Principle:Huggingface Trl GRPO Training Loop
| Property | Value |
|---|---|
| Principle Name | GRPO Generation, Scoring, and Training Loop |
| Library | Huggingface TRL |
| Category | Online RL Training Loop |
| Paper | GRPO (DeepSeekMath) |
| Related Papers | DAPO, Dr. GRPO, CISPO (MiniMax-M1), SAPO |
Overview
Description
The GRPO training loop is the core of the online RL pipeline. Each training step consists of three phases: (1) generation -- the policy model generates multiple completions per prompt; (2) scoring -- reward functions evaluate completions and advantages are computed using group-relative normalization; (3) policy update -- the model is updated using a clipped surrogate objective that maximizes the advantage-weighted log-probability of good completions.
This loop repeats for each batch, with completions being regenerated periodically (controlled by steps_per_generation and num_iterations). Between regenerations, the same set of completions is reused across multiple gradient accumulation steps, amortizing the cost of generation.
Usage
Once the GRPOTrainer is initialized, the training loop is launched with a single call:
trainer.train()
The train() method is inherited from the Hugging Face Trainer. The GRPO-specific logic is implemented in the overridden methods _prepare_inputs, _generate_and_score_completions, and _compute_loss.
Theoretical Basis
Phase 1: Generation
For each prompt in the batch, the model generates G completions (controlled by num_generations). Generation can happen via three backends:
- Transformers generate: The standard
model.generate()path using left-padded inputs and sampling with the configured temperature, top_p, top_k, and min_p parameters. - Transformers paged: The continuous-batching
model.generate_batch()API for memory-efficient generation. - vLLM: Offloaded generation via the vLLM backend (server or colocated mode) for significantly faster throughput.

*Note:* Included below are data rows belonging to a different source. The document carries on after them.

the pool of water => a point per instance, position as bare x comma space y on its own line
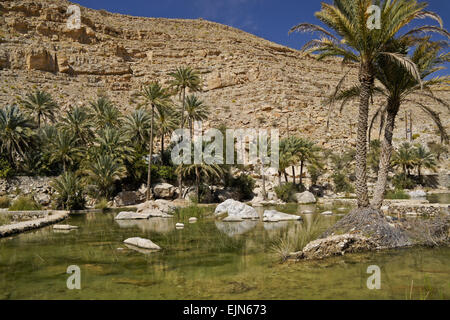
206, 260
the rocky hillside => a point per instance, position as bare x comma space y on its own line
248, 81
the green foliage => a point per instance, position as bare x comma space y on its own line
5, 202
69, 192
25, 203
102, 204
163, 173
244, 184
341, 183
6, 170
286, 192
402, 181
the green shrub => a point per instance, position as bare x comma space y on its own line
402, 181
397, 195
163, 173
25, 203
102, 205
6, 170
286, 192
341, 183
4, 202
244, 184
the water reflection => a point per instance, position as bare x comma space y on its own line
159, 225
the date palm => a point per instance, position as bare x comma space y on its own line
137, 126
77, 121
423, 159
154, 95
404, 158
167, 122
399, 87
184, 78
16, 134
354, 42
64, 149
195, 111
41, 105
102, 172
105, 114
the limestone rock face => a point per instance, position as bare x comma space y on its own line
142, 243
251, 82
305, 198
236, 210
40, 59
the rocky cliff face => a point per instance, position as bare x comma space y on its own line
248, 81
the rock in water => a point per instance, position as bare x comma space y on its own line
193, 220
305, 198
142, 243
275, 216
64, 227
417, 194
132, 216
164, 191
236, 209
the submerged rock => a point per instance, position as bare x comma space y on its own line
132, 216
276, 216
64, 227
236, 209
305, 198
142, 243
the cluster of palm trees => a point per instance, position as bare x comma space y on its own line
409, 157
297, 151
382, 54
96, 145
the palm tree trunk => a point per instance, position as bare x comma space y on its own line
366, 80
197, 183
385, 159
150, 154
301, 172
180, 178
162, 149
293, 175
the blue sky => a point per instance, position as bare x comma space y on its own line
269, 19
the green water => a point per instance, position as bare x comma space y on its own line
207, 260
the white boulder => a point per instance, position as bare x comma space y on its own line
236, 209
305, 198
132, 216
276, 216
142, 243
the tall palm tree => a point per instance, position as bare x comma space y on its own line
167, 122
64, 149
105, 113
137, 128
423, 159
103, 172
195, 111
184, 78
404, 158
153, 95
16, 134
41, 105
113, 142
354, 42
78, 122
307, 152
399, 87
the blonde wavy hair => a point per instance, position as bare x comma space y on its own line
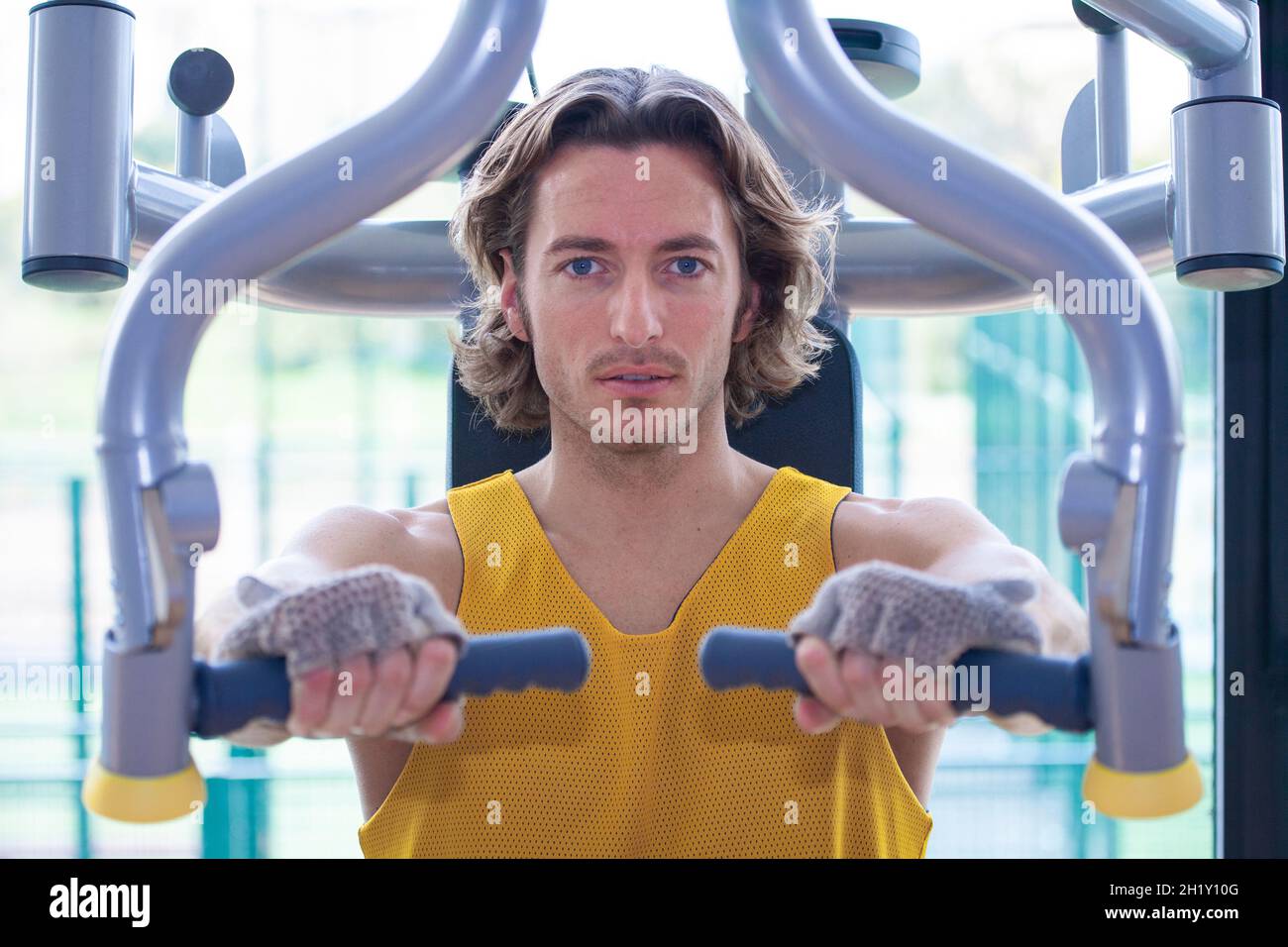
781, 237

When using vLLM, model weights are synchronized from the training process to the vLLM engine before each generation batch. The vLLM backend also returns per-token log-probabilities from the sampling process, which are used for importance sampling correction.
For agentic training with tools, generation enters a multi-turn loop: after the model generates a response with tool calls, the tools are executed, results are appended to the prompt, and the model generates again. This continues until no tool calls are made or the iteration limit is reached.

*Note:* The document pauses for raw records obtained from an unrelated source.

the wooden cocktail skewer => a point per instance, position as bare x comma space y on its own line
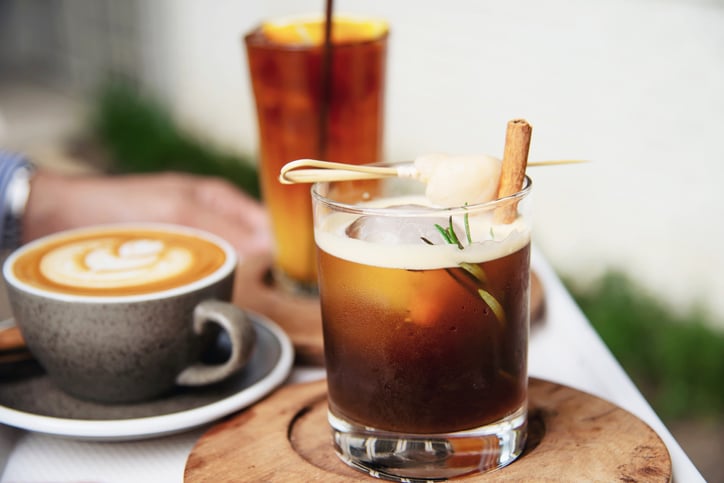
297, 172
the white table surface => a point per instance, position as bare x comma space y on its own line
564, 349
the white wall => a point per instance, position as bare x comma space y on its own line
635, 86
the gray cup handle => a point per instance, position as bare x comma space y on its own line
241, 334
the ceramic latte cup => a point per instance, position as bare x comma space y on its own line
123, 313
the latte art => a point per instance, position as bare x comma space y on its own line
113, 263
119, 261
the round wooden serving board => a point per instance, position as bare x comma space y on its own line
573, 436
300, 316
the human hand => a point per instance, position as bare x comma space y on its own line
59, 202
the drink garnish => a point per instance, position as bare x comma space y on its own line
473, 270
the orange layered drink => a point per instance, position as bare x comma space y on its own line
313, 102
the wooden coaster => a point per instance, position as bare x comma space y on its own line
573, 436
300, 316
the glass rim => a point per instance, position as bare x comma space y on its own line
256, 39
418, 211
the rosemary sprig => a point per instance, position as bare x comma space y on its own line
475, 271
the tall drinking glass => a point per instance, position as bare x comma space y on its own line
425, 316
313, 103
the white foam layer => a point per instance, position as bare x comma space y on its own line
489, 241
106, 263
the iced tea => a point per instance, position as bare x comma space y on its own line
292, 96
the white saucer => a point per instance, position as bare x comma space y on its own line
33, 403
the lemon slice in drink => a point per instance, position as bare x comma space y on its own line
310, 30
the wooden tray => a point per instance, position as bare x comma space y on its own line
300, 316
573, 436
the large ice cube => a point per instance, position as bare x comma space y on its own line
392, 230
457, 180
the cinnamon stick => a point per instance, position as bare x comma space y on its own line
515, 161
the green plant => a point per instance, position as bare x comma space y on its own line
141, 136
677, 360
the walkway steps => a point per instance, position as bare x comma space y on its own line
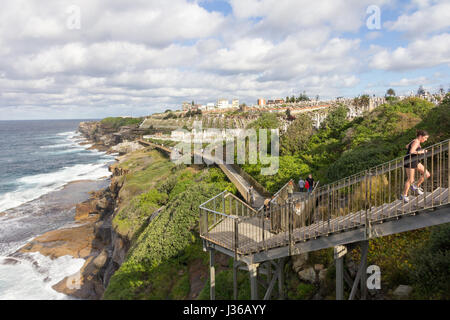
250, 233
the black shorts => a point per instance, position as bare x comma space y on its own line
411, 162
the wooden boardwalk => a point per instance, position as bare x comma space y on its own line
252, 238
241, 184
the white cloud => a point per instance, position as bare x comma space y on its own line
148, 55
427, 18
426, 53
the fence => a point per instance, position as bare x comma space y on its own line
352, 202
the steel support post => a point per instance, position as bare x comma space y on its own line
212, 275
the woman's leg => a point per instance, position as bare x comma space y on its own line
423, 175
409, 180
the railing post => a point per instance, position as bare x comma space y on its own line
366, 205
236, 238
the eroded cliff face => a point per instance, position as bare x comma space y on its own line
104, 136
93, 240
92, 237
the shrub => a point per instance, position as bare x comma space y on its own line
431, 265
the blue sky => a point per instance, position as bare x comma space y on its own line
97, 58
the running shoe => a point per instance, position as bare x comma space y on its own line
404, 198
416, 189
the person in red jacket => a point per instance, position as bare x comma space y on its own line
306, 185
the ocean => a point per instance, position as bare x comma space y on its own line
39, 163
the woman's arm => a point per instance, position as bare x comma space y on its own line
414, 147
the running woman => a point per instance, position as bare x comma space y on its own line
412, 163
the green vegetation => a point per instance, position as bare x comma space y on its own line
117, 122
163, 250
341, 148
431, 265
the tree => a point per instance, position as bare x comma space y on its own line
336, 119
390, 92
421, 91
297, 135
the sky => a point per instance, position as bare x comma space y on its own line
62, 59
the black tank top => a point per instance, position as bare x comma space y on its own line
409, 148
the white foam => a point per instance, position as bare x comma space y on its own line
32, 187
34, 275
57, 146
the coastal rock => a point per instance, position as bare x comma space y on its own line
85, 209
85, 284
103, 230
120, 251
101, 259
299, 261
78, 242
127, 147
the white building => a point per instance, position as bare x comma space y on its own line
222, 104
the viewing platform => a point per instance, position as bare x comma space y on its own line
342, 214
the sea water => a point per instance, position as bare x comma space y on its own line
38, 161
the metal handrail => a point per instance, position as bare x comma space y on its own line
352, 202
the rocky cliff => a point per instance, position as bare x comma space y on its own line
104, 136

Phase 2: Scoring and Advantage Computation
After generation, completions are scored by all configured reward functions. The rewards are gathered across distributed processes (since completions for the same group may be split across GPUs) and then aggregated:
- Per-function rewards: Each reward function produces a scalar per completion.

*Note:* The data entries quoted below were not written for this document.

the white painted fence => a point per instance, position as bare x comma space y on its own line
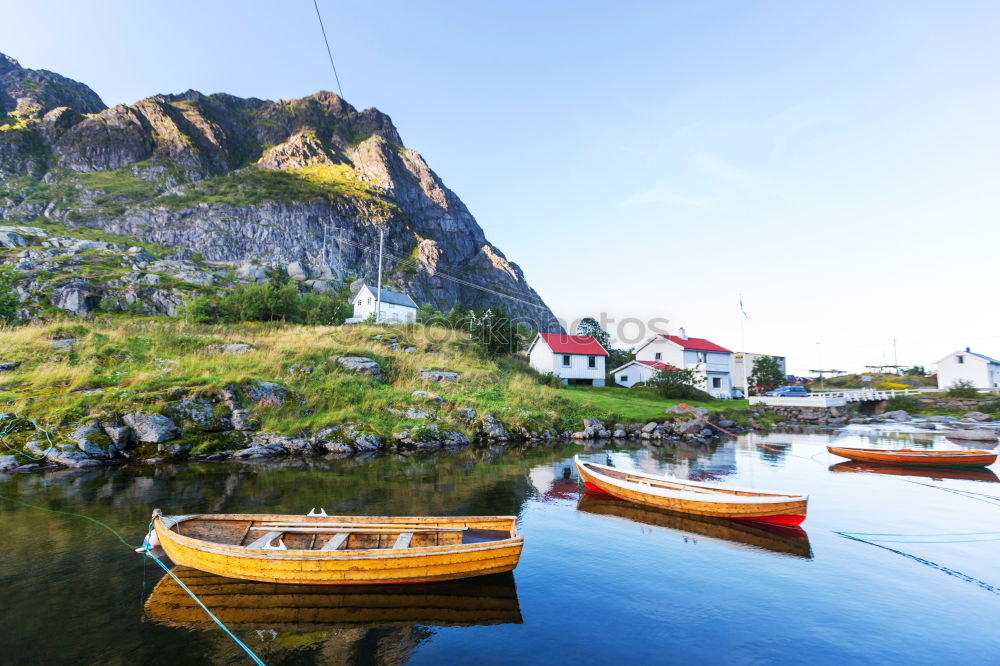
829, 398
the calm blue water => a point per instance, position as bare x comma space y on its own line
599, 582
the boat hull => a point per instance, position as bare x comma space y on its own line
423, 564
792, 512
244, 604
917, 458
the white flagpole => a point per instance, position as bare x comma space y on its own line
378, 298
743, 344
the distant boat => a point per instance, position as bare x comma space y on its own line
782, 539
245, 604
341, 550
958, 473
695, 497
973, 458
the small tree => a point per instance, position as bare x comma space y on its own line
675, 383
962, 388
590, 326
766, 373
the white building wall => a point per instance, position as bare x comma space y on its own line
965, 366
634, 373
669, 353
365, 304
737, 367
545, 361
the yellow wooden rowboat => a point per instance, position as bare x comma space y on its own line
782, 539
341, 550
247, 604
703, 499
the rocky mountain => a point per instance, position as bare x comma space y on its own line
305, 183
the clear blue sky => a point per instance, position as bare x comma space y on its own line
837, 163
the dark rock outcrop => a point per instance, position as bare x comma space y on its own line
306, 182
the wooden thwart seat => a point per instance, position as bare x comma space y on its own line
336, 541
264, 540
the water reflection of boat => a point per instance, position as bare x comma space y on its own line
962, 473
245, 604
784, 539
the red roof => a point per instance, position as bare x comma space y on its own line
700, 344
573, 344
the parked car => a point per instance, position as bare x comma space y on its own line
789, 392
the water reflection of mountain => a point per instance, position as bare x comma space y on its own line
964, 474
777, 539
244, 604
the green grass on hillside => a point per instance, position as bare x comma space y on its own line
637, 404
252, 186
120, 366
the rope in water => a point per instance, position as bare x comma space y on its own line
257, 660
934, 565
12, 422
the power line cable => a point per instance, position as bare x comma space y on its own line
328, 51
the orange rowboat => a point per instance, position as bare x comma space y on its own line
915, 457
694, 497
341, 550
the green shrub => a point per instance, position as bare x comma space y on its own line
907, 403
962, 388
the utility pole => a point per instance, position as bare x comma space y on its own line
378, 298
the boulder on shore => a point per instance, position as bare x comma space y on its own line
977, 434
152, 428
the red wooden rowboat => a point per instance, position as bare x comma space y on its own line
702, 499
914, 457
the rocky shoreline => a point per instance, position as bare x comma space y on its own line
222, 428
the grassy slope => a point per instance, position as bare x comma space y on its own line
638, 404
121, 365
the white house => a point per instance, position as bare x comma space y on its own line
981, 370
396, 308
709, 361
750, 359
634, 372
577, 359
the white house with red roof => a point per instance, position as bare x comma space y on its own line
577, 359
635, 372
710, 362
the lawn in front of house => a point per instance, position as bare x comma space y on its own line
637, 404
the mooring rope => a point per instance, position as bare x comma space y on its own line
934, 565
257, 660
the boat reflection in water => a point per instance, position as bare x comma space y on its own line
958, 473
280, 607
782, 539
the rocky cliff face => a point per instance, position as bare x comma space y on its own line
310, 181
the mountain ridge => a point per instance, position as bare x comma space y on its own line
309, 181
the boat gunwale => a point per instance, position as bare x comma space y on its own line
766, 496
909, 452
234, 550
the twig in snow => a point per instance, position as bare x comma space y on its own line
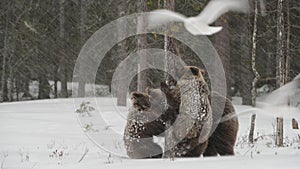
84, 154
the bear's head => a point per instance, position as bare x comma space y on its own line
191, 72
140, 101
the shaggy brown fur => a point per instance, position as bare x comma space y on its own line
223, 138
194, 117
143, 122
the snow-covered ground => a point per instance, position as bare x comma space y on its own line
48, 134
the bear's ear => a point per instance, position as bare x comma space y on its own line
202, 71
195, 71
135, 95
164, 87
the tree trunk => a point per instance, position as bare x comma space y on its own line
3, 74
280, 66
10, 84
256, 74
44, 87
246, 75
81, 82
222, 45
55, 74
288, 41
142, 44
169, 46
279, 131
121, 94
63, 55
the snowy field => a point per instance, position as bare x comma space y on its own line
48, 134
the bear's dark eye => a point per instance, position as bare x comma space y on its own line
194, 71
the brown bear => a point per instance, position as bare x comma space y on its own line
144, 121
222, 139
190, 98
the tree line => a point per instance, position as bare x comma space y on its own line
40, 40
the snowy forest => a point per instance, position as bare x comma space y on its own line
53, 116
41, 41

Nonevalues indicate non-applicable rewards. - Weighted aggregation: Rewards are combined using
reward_weightsandmulti_objective_aggregation. - Group-relative normalization: Advantages are computed by subtracting the group mean and (optionally) dividing by the group standard deviation.
The aggregation strategy determines the normalization order:
- sum_then_normalize: Sum weighted rewards first, then normalize within groups
- normalize_then_sum: Normalize each reward function independently within groups, then sum (GDPO approach)
Phase 3: Policy Update (Loss Computation)
The policy gradient loss uses a clipped surrogate objective inspired by PPO but adapted for the group-relative setting. The loss computation involves:
- Log-probability computation: Forward pass through the model to get per-token log-probabilities for the generated completions.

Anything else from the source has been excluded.